K300, Prof. Kruschke K300 Statistics, Prof. Kruschke

Exam 3: Sample Questions
Updated Tuesday 3/08/2005

Be sure to
  • write your name and ID on every page
  • write clearly
  • annotate your computations -- an unannotated sequence of numbers and derivations that mysteriously ends up with the correct numerical answer will not be given full credit
  • answer every part of every question.
    1. Effect size.
      • Consider a figure like those shown in class, that has four distributions: The null population in the top left, the null sampling distribution in the top right, the alternative population in the bottom left, and the alternative sampling distribution in the bottom right. Be able to mark and identify the population means, standard deviation, and the effect size.
      • What is the technical definition of effect size?
      • A treatment is applied to three people, and their three scores are -1, 1 and 3. Assuming the null hypothesis mean is zero, what is the estimated effect size of the treatment?
      • Suppose a sample has a mean of 1.0 and a stdev (using N-1) of 2.0, and a sample size of 500. Assuming the null hypothesis mean is zero, what is the estimated effect size?
    2. Power.
      • Consider a figure like those shown in class, that has four distributions: The null population in the top left, the null sampling distribution in the top right, the alternative population in the bottom left, and the alternative sampling distribution in the bottom right. Be able to mark and identify the critical values and area that represents power.
      • What is the technical definition of statistical power?
      • What are the three realistic ways to increase the power of an experiment?

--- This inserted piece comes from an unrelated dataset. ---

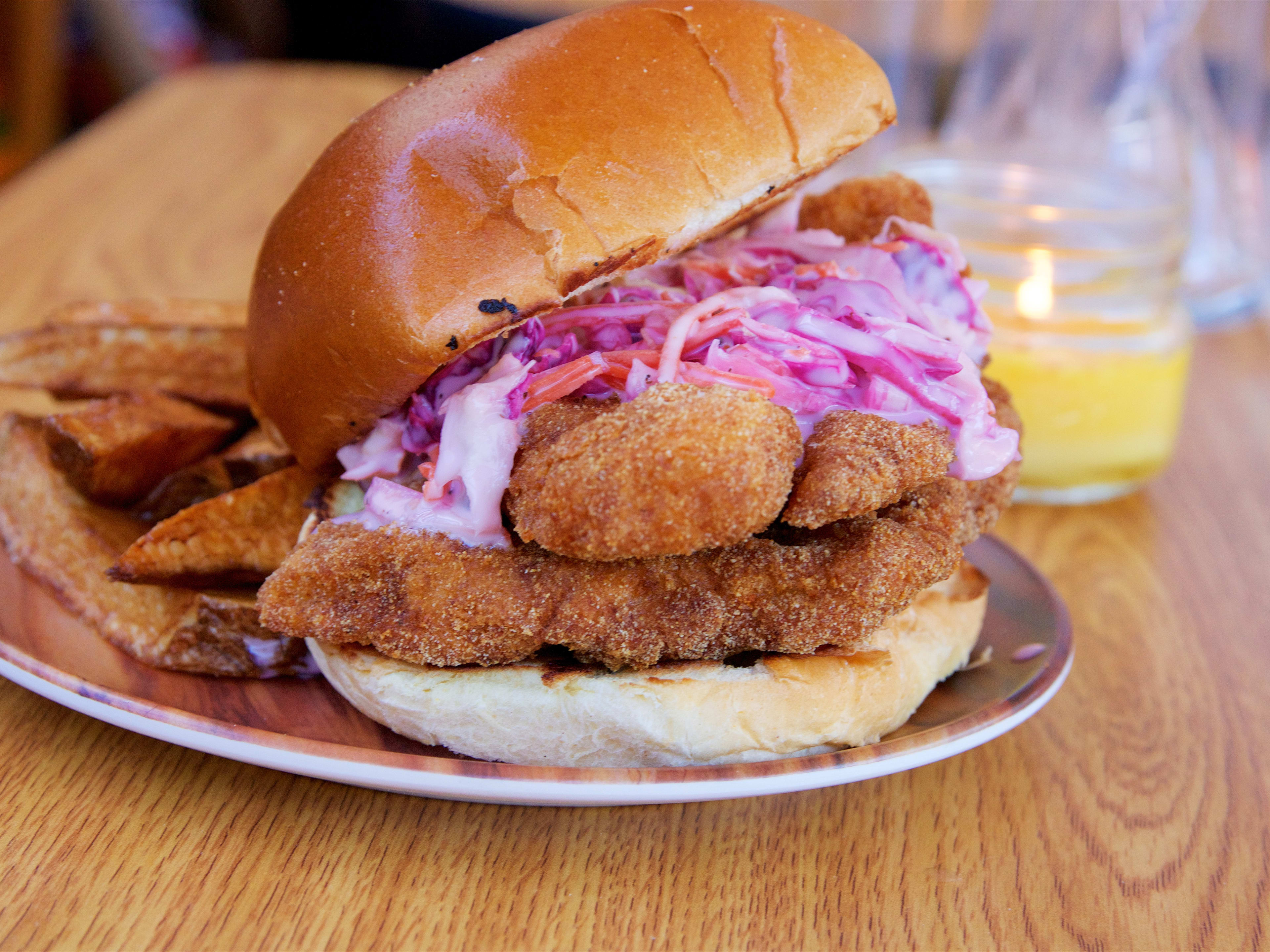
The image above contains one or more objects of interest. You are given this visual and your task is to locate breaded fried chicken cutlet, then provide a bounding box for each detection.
[248,0,1020,767]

      • If an experiment has a sample size of 1,000 and the result is "significant," what must we be careful about when interpreting the conclusion?
      • If an experiment has a sample size of 4 and the result is "not significant," what must we be careful about when interpreting the conclusion?

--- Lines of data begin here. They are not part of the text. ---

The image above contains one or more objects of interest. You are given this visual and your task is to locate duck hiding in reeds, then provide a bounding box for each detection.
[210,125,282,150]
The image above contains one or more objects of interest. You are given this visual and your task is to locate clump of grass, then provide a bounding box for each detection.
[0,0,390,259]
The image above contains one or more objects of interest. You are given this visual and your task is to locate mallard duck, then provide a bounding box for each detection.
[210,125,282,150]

    3. Computation of t-test (for a single mean).
      Suppose we apply a treatment to a sample of five people. The null hypothesis is no change, i.e., normally distributed scores with mean zero. The actual changes for the five people are 0, 0, 4, 8 and 8.
      Formulas: t = ( M - μ0 ) / [ S / sqrt(N) ]. S = sqrt( [1/(N-1)] Σi ( xi - M )2 ).
      • What is the best estimate of the population standard deviation? (Compute the actual value.) Is that larger or smaller than the standard deviation of the scores in the sample itself?
      • What is the value of t for the sample?
      • Can the null hypothesis be rejected at the .05 significance level? Be sure to state what the df value is, and what the critical t value is. (A table of critical t values will be displayed in class at test time.)
      • What is the estimated effect size? What must we be careful about when interpreting the conclusion of the significance test?
    4. Concepts of t-test (for a single mean).
      • The table of critical t values was generated by sampling from a normal population distribution. What happens to the critical values if the population is uniform (not normal)?
      • The table of critical t values was generated by sampling from a normal population distribution. What happens to the critical values if the population is severely skewed (not normal)?
      • The table of critical t values was generated by sampling from a normal population distribution. What happens to the critical values if the population is severely bimodal (not normal)?
      • Suppose we do an experiment and get sample scores of 1, 1, 1, 9, 9, and 9. The sample t value is therefore 2.80 (honest), and according to the t table the critical value is 2.57 (honest). Should we reject the null hypothesis?